Subpoena Duces Tecum – Or Not?

January 13, 2009

Any expert that has had to respond to a subpoena duces tecum is likely to find this interesting.  I am not convinced as an expert that I would like to push this line, though.  Thoughts?

——————————————————————————————————————————————

In re Teleglobe Communications Corp., 2008
Category – Production, Spoliation
WL 3198875
( Bankr. D. Del.

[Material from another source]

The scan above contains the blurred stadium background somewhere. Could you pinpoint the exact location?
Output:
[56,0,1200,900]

Aug. 7, 2008 )

Background:  Defendants’ motion to exclude testimony of the plaintiff’s expert as a sanction for the alleged spoliation of information considered in forming their opinions is denied.  The court found that Rule 26(a)(2)(B) does not require the plaintiffs’ experts produce all drafts of their reports.

In addition, the court rejected the notion that draft reports fall into the category of data or information “considered” by the expert, which must be produced:

“The expert does not really ‘consider’ prior drafts in forming his opinion; the prior drafts are simply preliminary iterations of his opinion.  Rather than ‘consider’ his prior thoughts and statements, in editing the report the expert is considering the underlying data which forms the basis of the revisions.”

The court recognized that the Plaintiff’s experts did not destroy any documents, they simply made corrections to their reports and failed to save the drafts.